İDARİ VE ADLİ SORUŞTURMA DEVAM EDİYOR


Yıldırım, Çaycuma'daki köprü kazasına ilişkin olarak da, şunları söyledi:

"Çaycuma kazasında 15 vatandaşımız hayatını kaybetti. Bir kısmı bulundu, bir kısmının da cesedine ulaşılamadı. Çalışmalar aralıksız sürdürülüyor. Buradaki olay şu, 1951 yılında yapılmış bir köprü. Daha sonra bu köprünün kontrolleri sürekli yapılmış. Bakımları da yapılmış. Ve sonra talep üzerine 2009 da bir köprü daha yapmışız. Bu sefer aslında yeni köprü bütün trafiği idare edecek bir köprü. Birini geliş, birini gidiş yapmışlar. Belediyeye devredilmiş ama bakımları karayollarınca yapılmaya devam etmiş. Bu konu inceleniyor, talimat verdim. İdari soruşturma devam ediyor. Adli soruşturma da savcılıkta devam ediyor. İlk tespit şu, ırmak değişik yerlerinden kum alınınca çukurlar oluşmuş. Kar suları eriyince gelen suyun debini bu çukurlar nedeniyle saniyede bin tona çıkmış. O oyuklarla ilerleye ilerleye, köprünün kazık kısmını, kazıkların oturduğu platformun altını 5 metreye kadar oymuş. O kadar suyun çullanmasıyla beraber toptan çökme olmuş. Malzemelerde her hangi bir şey yok. Demirler falan sağlam. Hala kaldıramadılar. Kesemediler. O kadar sağlam ama ama alt toptan çökme. Kazık sistemi sel alıp götürünce çöktü köprü. Velhasıl soruşturma, inceleme devam ediyor."

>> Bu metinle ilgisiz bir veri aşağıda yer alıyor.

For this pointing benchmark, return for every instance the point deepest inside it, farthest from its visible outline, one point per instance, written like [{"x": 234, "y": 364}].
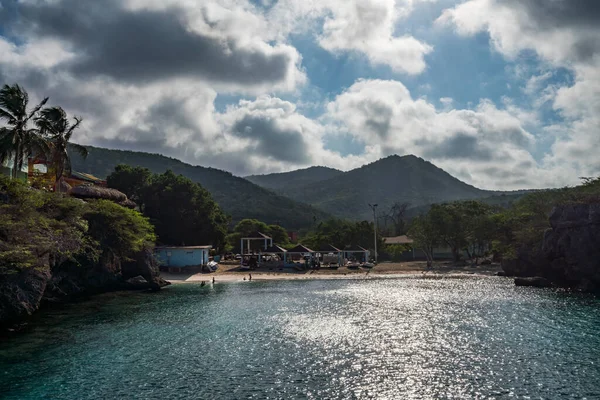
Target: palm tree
[
  {"x": 54, "y": 124},
  {"x": 17, "y": 140}
]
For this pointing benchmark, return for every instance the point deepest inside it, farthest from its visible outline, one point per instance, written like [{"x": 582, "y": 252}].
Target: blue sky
[{"x": 272, "y": 85}]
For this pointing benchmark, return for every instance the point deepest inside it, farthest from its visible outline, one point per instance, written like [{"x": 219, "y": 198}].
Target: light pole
[{"x": 374, "y": 208}]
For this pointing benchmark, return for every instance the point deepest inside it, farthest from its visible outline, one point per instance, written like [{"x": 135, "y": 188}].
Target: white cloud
[
  {"x": 563, "y": 34},
  {"x": 363, "y": 26}
]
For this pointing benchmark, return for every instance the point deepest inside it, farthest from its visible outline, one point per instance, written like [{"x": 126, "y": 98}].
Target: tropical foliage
[
  {"x": 246, "y": 227},
  {"x": 54, "y": 124},
  {"x": 18, "y": 139},
  {"x": 40, "y": 229},
  {"x": 183, "y": 212},
  {"x": 35, "y": 132},
  {"x": 343, "y": 234},
  {"x": 236, "y": 196}
]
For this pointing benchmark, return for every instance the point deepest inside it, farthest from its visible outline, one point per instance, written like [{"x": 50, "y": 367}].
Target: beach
[{"x": 232, "y": 273}]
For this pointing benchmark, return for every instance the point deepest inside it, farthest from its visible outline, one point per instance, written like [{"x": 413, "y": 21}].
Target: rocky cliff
[
  {"x": 23, "y": 293},
  {"x": 569, "y": 255}
]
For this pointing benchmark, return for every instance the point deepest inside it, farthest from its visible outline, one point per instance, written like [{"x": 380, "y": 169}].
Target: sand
[{"x": 231, "y": 273}]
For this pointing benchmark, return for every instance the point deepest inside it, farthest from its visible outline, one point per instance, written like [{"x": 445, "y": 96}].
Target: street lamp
[{"x": 374, "y": 208}]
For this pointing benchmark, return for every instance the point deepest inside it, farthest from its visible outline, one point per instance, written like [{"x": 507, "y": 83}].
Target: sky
[{"x": 503, "y": 94}]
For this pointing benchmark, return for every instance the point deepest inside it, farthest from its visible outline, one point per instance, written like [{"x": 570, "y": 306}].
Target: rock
[
  {"x": 21, "y": 294},
  {"x": 536, "y": 281},
  {"x": 137, "y": 280}
]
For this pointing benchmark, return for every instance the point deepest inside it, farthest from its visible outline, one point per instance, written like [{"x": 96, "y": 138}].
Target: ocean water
[{"x": 408, "y": 338}]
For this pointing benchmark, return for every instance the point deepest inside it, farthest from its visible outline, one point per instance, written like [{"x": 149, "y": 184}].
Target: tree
[
  {"x": 17, "y": 139},
  {"x": 133, "y": 181},
  {"x": 397, "y": 218},
  {"x": 279, "y": 235},
  {"x": 425, "y": 235},
  {"x": 54, "y": 124},
  {"x": 182, "y": 211}
]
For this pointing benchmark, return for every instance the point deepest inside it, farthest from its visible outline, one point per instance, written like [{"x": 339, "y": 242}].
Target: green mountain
[
  {"x": 238, "y": 197},
  {"x": 287, "y": 181},
  {"x": 406, "y": 179}
]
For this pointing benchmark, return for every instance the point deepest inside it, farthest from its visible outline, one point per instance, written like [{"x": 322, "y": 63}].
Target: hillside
[
  {"x": 286, "y": 181},
  {"x": 407, "y": 179},
  {"x": 237, "y": 196}
]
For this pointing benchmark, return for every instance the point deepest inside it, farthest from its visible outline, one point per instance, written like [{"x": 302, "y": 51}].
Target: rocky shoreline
[
  {"x": 23, "y": 293},
  {"x": 569, "y": 254}
]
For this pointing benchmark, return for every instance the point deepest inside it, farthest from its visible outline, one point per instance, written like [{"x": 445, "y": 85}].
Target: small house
[{"x": 182, "y": 256}]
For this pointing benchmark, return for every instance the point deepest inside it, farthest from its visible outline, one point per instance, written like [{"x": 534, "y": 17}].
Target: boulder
[
  {"x": 536, "y": 281},
  {"x": 21, "y": 294}
]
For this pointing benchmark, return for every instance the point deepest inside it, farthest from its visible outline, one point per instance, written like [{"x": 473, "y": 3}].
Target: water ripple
[{"x": 410, "y": 338}]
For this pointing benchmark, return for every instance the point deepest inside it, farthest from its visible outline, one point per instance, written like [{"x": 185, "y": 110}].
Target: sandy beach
[{"x": 231, "y": 272}]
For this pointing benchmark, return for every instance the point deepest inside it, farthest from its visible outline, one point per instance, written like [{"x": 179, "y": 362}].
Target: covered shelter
[
  {"x": 178, "y": 257},
  {"x": 358, "y": 252},
  {"x": 276, "y": 251},
  {"x": 331, "y": 254},
  {"x": 300, "y": 250},
  {"x": 255, "y": 236}
]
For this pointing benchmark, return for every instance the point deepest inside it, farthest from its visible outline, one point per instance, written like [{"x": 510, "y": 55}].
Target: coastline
[{"x": 230, "y": 273}]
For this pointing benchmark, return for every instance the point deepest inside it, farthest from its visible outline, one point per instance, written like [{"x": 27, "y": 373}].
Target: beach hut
[
  {"x": 299, "y": 250},
  {"x": 360, "y": 253},
  {"x": 178, "y": 257},
  {"x": 255, "y": 236},
  {"x": 331, "y": 255},
  {"x": 277, "y": 251}
]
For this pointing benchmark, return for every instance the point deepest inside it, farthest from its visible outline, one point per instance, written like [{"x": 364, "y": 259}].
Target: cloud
[
  {"x": 563, "y": 33},
  {"x": 145, "y": 45},
  {"x": 484, "y": 139},
  {"x": 365, "y": 27}
]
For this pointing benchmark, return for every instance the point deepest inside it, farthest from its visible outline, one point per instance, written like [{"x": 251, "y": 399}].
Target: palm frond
[
  {"x": 81, "y": 150},
  {"x": 37, "y": 108},
  {"x": 71, "y": 129}
]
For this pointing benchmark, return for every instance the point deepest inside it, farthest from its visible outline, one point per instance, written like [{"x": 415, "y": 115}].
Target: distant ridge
[
  {"x": 280, "y": 182},
  {"x": 237, "y": 196},
  {"x": 408, "y": 179}
]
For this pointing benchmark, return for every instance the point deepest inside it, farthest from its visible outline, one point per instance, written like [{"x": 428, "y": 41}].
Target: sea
[{"x": 442, "y": 337}]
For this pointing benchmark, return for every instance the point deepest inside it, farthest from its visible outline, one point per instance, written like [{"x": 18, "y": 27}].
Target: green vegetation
[
  {"x": 246, "y": 227},
  {"x": 477, "y": 229},
  {"x": 41, "y": 230},
  {"x": 342, "y": 234},
  {"x": 236, "y": 196},
  {"x": 288, "y": 181},
  {"x": 49, "y": 138},
  {"x": 183, "y": 212}
]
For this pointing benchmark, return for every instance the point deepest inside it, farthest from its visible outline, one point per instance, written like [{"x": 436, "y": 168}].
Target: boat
[
  {"x": 212, "y": 266},
  {"x": 352, "y": 265}
]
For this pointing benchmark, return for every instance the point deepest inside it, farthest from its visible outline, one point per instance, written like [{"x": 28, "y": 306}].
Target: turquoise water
[{"x": 391, "y": 339}]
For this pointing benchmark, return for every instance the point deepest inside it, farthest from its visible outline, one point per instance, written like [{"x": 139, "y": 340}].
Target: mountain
[
  {"x": 406, "y": 179},
  {"x": 286, "y": 181},
  {"x": 238, "y": 197}
]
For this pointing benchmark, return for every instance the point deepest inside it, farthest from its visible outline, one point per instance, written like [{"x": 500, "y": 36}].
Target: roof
[
  {"x": 257, "y": 235},
  {"x": 183, "y": 247},
  {"x": 274, "y": 249},
  {"x": 300, "y": 249},
  {"x": 403, "y": 239},
  {"x": 328, "y": 248},
  {"x": 356, "y": 249}
]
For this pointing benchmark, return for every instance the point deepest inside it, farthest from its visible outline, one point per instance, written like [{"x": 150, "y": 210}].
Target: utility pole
[{"x": 374, "y": 208}]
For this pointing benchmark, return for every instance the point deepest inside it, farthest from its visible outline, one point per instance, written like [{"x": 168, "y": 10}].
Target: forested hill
[
  {"x": 286, "y": 181},
  {"x": 238, "y": 197},
  {"x": 406, "y": 179}
]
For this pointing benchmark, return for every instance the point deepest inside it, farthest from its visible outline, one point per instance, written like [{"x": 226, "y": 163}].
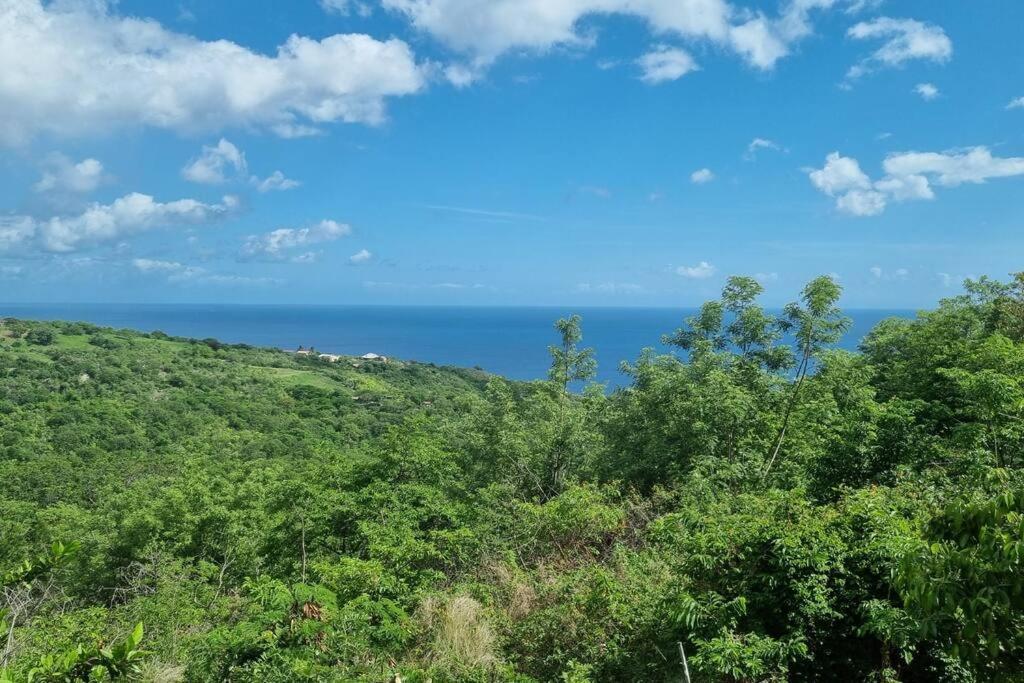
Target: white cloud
[
  {"x": 75, "y": 69},
  {"x": 666, "y": 63},
  {"x": 275, "y": 180},
  {"x": 61, "y": 174},
  {"x": 180, "y": 272},
  {"x": 974, "y": 165},
  {"x": 927, "y": 91},
  {"x": 701, "y": 176},
  {"x": 101, "y": 223},
  {"x": 276, "y": 244},
  {"x": 904, "y": 40},
  {"x": 462, "y": 76},
  {"x": 908, "y": 176},
  {"x": 761, "y": 143},
  {"x": 861, "y": 203},
  {"x": 210, "y": 167},
  {"x": 701, "y": 270},
  {"x": 486, "y": 29},
  {"x": 223, "y": 162},
  {"x": 360, "y": 256},
  {"x": 346, "y": 7},
  {"x": 840, "y": 175}
]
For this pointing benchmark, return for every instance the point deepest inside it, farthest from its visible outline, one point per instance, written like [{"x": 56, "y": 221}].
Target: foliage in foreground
[{"x": 776, "y": 509}]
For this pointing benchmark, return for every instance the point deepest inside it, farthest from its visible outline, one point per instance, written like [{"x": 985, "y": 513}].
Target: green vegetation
[{"x": 186, "y": 510}]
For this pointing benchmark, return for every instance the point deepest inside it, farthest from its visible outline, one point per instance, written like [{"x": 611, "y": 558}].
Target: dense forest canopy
[{"x": 176, "y": 509}]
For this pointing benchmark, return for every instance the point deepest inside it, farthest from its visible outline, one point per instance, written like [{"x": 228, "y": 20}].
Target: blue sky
[{"x": 627, "y": 153}]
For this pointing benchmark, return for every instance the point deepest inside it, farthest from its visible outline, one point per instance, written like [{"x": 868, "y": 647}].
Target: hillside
[{"x": 780, "y": 511}]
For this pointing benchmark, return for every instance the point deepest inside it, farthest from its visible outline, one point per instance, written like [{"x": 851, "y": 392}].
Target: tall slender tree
[
  {"x": 815, "y": 323},
  {"x": 568, "y": 363}
]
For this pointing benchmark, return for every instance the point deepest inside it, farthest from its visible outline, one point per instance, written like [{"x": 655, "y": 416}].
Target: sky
[{"x": 590, "y": 153}]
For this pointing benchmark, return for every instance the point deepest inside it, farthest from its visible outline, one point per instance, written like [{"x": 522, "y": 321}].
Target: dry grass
[{"x": 461, "y": 634}]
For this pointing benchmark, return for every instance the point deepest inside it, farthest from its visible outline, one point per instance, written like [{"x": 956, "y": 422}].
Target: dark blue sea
[{"x": 506, "y": 341}]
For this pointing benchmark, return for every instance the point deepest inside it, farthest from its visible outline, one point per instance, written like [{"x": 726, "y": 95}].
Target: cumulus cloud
[
  {"x": 108, "y": 222},
  {"x": 701, "y": 270},
  {"x": 909, "y": 175},
  {"x": 360, "y": 256},
  {"x": 223, "y": 162},
  {"x": 276, "y": 244},
  {"x": 274, "y": 181},
  {"x": 486, "y": 29},
  {"x": 61, "y": 174},
  {"x": 76, "y": 68},
  {"x": 211, "y": 166},
  {"x": 666, "y": 63},
  {"x": 927, "y": 91},
  {"x": 759, "y": 143},
  {"x": 905, "y": 40},
  {"x": 701, "y": 176}
]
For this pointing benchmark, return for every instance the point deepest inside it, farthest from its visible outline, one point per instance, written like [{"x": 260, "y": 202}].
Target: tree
[
  {"x": 569, "y": 364},
  {"x": 966, "y": 585},
  {"x": 41, "y": 336},
  {"x": 815, "y": 322}
]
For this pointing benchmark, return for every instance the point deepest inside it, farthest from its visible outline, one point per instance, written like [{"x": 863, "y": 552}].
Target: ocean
[{"x": 508, "y": 341}]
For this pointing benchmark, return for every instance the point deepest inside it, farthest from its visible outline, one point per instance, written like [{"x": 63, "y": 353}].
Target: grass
[
  {"x": 72, "y": 341},
  {"x": 291, "y": 377}
]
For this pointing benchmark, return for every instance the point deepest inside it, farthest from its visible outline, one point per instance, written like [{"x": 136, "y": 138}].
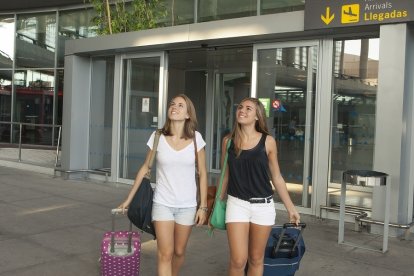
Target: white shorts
[
  {"x": 239, "y": 210},
  {"x": 183, "y": 216}
]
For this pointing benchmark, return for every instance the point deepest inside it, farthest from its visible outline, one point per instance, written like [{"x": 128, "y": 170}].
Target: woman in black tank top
[{"x": 252, "y": 163}]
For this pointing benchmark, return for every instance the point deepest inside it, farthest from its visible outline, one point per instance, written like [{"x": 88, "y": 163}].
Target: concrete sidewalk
[{"x": 51, "y": 226}]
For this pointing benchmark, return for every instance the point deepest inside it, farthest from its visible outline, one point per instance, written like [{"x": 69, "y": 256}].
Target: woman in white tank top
[{"x": 175, "y": 205}]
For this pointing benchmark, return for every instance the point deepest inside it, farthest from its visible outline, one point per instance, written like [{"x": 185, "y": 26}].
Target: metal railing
[{"x": 361, "y": 216}]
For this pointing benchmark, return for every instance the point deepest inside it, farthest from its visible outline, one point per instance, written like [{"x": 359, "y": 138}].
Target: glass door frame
[
  {"x": 117, "y": 105},
  {"x": 316, "y": 46}
]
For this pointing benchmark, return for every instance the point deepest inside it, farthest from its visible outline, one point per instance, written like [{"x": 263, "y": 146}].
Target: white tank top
[{"x": 175, "y": 173}]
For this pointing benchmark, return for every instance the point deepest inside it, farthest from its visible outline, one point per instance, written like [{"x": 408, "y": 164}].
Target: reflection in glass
[
  {"x": 5, "y": 104},
  {"x": 34, "y": 104},
  {"x": 7, "y": 27},
  {"x": 100, "y": 127},
  {"x": 353, "y": 111},
  {"x": 36, "y": 40},
  {"x": 74, "y": 24},
  {"x": 140, "y": 89},
  {"x": 285, "y": 83},
  {"x": 210, "y": 10},
  {"x": 34, "y": 96},
  {"x": 278, "y": 6}
]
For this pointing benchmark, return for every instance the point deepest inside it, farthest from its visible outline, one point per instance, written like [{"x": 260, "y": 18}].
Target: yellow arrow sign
[{"x": 327, "y": 18}]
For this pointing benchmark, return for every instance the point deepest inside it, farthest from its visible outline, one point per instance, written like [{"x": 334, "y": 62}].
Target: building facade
[{"x": 337, "y": 98}]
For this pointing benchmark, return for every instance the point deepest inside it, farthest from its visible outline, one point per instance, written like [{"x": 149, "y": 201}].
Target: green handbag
[{"x": 218, "y": 215}]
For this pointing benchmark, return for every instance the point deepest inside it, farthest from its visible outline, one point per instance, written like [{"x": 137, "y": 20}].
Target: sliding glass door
[
  {"x": 286, "y": 85},
  {"x": 142, "y": 85}
]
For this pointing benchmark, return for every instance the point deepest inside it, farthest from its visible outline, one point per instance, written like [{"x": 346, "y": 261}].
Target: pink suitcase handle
[{"x": 115, "y": 212}]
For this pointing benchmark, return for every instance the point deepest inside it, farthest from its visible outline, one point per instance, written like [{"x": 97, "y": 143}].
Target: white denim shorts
[
  {"x": 239, "y": 210},
  {"x": 183, "y": 216}
]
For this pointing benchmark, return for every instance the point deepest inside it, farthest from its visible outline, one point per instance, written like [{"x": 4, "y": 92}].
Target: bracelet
[{"x": 205, "y": 209}]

3. HAVALALANI İÇİN İHALE BU YIL


Bakan Yıldırım, Atatürk Havalimanı'ndaki yoğunluk için tedbir alınıp alınmayacağının sorulması üzerine ise "Trafik 4 kat artmış. Atatürk Havalimanı kaldırması gereken trafiğin yüzde 50'den fazlasını yapıyor şu anda. Bunu neyle sağladık kapasite artışıyla. Seyrü sefer sistemlerini gözden geçirdik, bazı özel tedbirler aldık. Bazen bin trafiğin üzerine çıkıyor. Bin 70-bin 80 trafiğe ulşatığımız oluyor günde. Aslında bunun maksimum sınırı 600'dür. Orada ne yeni pist yapılabilir, hiçbiri çözüm değil. Diyelim ki, yaptık minimum 5 milyar. Üstelik 3 yıl inşaat çalışmasından dolayı havalimanı daha kötü hale gecek. Çare şu, biraz daha trafiğin iyileştirilmesi için hava ve park tarafından iyileştirme yapıyoruz. Gecikmelerin bir kısmı parkla ilgili. 'Bir-iki saat bekliyoruz' diyorlar. Doğru park sorunumuz var. Park için askeriyenin kullandğı alanı bitirmek üzereyiz. Orayı park alanı için kullanacağız bir rahatlama olacak. Bunlar kısa ve orta vadede biraz rahatlatacak tedbirler. Ama trafik artışı o kadar acımasız ki, buna yetişemiyoruz. Çözüm, bu sene içerisinde 3. havaalanı için de ihaleye çıkacağız" diye konuştu.